The screams never leave you.

You can't stop hearing them, the cries and pleas of those left behind to burn with Pompeii, can't stop the guilt that clings to your throat like the taste of ash, guilt for surviving when so many perished.

You tell yourself you committed no sin. To survive is no crime. And yet it eats at you as you remember all those who died, as you laugh, and love, and find joy with Glaucus, when all those you knew, those you spoke with, from gentle, weeping Chloe, to your brother Antonius, are gone, some lost to the flames of Pompeii, others before.

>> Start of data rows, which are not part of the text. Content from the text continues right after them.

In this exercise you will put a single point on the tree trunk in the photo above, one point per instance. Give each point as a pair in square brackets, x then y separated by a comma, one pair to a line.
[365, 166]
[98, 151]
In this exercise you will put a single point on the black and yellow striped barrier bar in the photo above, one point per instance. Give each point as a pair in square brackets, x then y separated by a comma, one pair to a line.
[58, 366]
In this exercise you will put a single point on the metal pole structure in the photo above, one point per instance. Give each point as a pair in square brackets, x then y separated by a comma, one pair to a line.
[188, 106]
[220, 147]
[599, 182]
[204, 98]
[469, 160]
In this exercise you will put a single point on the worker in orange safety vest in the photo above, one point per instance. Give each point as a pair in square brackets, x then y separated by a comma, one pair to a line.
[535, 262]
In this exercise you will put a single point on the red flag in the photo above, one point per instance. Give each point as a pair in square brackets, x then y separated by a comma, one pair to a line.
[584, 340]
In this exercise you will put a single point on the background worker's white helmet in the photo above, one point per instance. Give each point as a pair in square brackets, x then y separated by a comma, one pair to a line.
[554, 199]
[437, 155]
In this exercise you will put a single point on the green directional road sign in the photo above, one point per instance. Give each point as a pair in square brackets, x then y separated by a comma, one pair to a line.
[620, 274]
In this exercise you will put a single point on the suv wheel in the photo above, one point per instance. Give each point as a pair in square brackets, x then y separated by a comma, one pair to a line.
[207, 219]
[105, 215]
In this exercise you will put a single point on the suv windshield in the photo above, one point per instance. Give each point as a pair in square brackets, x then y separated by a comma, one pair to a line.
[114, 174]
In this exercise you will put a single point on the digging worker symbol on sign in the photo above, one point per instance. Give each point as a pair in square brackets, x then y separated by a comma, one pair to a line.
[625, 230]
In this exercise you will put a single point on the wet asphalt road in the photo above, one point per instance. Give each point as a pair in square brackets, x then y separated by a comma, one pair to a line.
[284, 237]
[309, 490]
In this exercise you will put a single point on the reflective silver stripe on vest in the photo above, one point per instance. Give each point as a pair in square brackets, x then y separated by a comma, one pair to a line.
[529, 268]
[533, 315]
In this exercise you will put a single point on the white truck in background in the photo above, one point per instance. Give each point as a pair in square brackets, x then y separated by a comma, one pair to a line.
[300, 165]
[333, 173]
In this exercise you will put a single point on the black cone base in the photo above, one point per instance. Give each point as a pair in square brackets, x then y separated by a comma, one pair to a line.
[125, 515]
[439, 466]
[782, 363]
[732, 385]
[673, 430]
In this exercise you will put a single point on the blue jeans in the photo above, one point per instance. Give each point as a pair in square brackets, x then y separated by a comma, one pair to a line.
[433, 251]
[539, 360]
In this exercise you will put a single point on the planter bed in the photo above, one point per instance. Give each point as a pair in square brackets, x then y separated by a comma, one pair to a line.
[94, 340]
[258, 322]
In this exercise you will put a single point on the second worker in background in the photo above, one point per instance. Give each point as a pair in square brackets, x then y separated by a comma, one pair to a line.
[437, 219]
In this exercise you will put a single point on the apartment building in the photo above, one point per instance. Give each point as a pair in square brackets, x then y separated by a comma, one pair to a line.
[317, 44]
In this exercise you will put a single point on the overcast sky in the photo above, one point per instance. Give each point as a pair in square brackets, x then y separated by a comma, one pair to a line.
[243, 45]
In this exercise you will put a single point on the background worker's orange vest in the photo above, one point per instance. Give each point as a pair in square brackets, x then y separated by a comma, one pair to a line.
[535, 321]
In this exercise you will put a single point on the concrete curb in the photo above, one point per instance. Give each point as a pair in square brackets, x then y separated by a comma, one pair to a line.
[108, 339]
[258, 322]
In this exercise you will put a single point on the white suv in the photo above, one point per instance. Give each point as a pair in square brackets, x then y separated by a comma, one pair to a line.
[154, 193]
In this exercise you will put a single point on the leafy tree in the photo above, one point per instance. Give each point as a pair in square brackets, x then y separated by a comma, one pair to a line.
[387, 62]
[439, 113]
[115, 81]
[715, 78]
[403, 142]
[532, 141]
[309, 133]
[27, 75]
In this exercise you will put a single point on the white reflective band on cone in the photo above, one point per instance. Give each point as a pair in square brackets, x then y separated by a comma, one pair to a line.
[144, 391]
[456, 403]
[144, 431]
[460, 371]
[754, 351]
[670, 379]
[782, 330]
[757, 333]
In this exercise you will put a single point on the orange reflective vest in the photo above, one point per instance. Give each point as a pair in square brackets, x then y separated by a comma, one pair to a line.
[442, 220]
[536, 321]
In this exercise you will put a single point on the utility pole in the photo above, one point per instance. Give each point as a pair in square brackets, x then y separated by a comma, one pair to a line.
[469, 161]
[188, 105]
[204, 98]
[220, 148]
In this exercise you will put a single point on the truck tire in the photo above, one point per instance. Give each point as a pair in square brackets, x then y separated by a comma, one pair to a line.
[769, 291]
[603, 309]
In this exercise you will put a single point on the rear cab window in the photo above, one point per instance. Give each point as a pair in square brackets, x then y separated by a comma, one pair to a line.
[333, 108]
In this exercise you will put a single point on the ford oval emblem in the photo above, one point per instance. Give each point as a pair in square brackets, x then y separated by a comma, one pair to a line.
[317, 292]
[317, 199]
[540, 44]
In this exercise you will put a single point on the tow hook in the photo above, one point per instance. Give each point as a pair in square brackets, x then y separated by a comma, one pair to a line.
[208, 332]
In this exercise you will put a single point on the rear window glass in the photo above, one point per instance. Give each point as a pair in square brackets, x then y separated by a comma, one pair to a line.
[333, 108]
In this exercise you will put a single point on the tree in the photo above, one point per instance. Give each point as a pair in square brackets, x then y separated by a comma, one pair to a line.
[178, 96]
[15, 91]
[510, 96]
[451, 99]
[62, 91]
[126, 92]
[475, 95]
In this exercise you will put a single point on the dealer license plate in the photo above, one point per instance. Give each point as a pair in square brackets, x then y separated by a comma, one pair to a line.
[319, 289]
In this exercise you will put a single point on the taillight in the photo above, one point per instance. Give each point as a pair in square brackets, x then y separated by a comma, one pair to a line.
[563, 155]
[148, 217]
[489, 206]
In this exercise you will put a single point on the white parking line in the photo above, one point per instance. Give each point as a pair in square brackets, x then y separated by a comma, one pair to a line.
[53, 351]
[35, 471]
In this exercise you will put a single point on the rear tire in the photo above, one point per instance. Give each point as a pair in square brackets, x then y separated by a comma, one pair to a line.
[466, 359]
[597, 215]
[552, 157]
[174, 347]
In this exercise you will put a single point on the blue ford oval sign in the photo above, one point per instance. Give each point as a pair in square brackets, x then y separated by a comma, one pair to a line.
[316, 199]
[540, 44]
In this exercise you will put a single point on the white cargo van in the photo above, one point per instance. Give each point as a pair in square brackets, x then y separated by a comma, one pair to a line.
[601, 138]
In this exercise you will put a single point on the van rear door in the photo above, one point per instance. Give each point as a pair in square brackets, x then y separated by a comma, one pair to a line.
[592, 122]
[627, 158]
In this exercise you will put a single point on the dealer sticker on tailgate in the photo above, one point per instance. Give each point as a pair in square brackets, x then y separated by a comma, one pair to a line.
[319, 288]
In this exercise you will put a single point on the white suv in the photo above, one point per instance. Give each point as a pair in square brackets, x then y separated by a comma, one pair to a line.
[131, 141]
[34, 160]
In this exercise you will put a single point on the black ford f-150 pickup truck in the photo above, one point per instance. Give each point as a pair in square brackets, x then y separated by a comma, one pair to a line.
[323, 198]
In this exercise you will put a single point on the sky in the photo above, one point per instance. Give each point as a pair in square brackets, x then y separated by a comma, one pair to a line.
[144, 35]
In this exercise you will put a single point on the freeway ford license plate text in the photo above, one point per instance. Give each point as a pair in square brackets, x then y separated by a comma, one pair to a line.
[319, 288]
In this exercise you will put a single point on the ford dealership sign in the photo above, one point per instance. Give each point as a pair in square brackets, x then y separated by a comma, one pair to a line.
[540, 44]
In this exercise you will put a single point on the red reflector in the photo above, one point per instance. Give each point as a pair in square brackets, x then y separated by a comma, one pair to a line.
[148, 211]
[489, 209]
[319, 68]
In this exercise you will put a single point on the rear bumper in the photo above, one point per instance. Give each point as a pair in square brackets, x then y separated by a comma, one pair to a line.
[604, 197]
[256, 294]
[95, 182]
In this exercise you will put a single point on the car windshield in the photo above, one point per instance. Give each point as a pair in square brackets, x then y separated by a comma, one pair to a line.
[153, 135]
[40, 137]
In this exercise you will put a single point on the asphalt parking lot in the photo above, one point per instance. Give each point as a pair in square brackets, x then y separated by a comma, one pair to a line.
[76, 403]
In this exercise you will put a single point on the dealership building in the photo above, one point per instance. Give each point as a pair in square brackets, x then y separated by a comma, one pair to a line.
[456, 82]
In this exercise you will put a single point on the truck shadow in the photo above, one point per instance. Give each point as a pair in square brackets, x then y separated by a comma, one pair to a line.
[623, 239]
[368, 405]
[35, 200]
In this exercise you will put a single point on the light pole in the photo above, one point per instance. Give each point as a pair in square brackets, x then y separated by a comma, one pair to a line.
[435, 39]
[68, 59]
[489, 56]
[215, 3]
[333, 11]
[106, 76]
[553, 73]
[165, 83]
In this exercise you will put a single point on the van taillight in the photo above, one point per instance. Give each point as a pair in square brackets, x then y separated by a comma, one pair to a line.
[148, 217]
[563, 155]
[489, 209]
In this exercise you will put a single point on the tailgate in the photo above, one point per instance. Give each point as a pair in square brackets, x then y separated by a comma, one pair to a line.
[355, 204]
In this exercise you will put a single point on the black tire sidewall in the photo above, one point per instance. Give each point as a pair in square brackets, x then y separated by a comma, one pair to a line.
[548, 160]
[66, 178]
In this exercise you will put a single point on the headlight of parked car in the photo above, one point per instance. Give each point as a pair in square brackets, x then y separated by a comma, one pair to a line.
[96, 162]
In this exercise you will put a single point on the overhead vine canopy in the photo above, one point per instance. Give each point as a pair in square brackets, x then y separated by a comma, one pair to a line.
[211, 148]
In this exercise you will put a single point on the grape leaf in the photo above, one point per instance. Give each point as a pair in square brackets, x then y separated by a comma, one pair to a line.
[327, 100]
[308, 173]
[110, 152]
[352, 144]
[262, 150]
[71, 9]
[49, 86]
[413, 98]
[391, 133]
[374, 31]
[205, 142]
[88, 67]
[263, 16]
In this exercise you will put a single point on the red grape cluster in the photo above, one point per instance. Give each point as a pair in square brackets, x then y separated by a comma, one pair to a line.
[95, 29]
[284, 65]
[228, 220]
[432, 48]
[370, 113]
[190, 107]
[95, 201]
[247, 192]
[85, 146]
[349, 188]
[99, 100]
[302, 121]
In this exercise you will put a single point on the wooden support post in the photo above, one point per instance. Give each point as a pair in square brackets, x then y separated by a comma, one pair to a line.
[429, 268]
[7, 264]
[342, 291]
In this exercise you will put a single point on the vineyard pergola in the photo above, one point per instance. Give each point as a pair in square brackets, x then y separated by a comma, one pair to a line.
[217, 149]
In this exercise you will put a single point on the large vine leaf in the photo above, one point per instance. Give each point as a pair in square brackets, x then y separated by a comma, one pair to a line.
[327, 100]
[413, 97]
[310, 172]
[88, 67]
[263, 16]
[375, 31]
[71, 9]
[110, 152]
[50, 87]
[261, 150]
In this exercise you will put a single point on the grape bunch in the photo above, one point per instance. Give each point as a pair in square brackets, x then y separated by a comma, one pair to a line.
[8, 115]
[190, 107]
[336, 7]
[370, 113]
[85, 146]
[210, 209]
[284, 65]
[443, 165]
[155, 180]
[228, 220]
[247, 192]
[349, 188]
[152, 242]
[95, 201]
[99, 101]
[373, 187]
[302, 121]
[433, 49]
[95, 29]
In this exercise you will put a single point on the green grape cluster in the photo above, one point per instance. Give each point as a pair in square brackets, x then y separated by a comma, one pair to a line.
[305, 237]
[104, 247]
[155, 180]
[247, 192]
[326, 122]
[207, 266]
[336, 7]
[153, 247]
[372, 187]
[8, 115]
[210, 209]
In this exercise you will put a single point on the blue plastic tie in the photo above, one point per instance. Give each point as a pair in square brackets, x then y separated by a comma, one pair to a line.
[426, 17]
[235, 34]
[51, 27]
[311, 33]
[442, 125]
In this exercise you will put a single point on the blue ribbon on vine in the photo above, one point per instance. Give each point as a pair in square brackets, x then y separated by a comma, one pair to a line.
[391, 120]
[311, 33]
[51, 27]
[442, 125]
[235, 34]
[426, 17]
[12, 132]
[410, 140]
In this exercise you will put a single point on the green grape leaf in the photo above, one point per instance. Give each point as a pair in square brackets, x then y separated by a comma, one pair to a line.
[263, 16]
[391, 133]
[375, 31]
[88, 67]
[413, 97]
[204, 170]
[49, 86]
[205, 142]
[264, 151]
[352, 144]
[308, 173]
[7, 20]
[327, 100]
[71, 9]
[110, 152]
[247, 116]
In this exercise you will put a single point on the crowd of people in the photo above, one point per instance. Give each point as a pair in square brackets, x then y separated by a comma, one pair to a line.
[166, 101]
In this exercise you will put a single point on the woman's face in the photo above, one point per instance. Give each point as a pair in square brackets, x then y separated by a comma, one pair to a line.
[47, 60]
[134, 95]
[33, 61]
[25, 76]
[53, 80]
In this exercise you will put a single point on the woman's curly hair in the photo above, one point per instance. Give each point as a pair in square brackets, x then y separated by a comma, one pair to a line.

It is Glaucus who saves you, for without him the loss of your brother, your faith, and all you ever knew would surely destroy you. In a way you can't fully explain he has become your whole world, your one anchor. He's your light and quiet words of comfort, a strength you draw from when the days wear you down like your feet against sharp rocks.

You are stronger, because of him and all you endured. You will never be as strong as Nydia or the others, but he loves you, and you think that is enough to survive on.

I. (Nydia) Redder than the rose, whiter than the lilies, fairer than all things, I do ever glory in thee. II. (Lydon) Freedom, which is however late. III. (Philos) "Vanity, vanity, everything [is] vanity"-Vulgate, Ecclesiastes, 1:2. IV. (Olinthus) "The voice of one shouting in the wilderness"-Isaiah 40 V. (Catus) For whoever owns the soil, it is theirs up to the sky and down to the depths. VI. (Glaucus) "He plunges [his] head in the clouds."-Virgil's Aeneid VII. (Ione) Fire tests gold.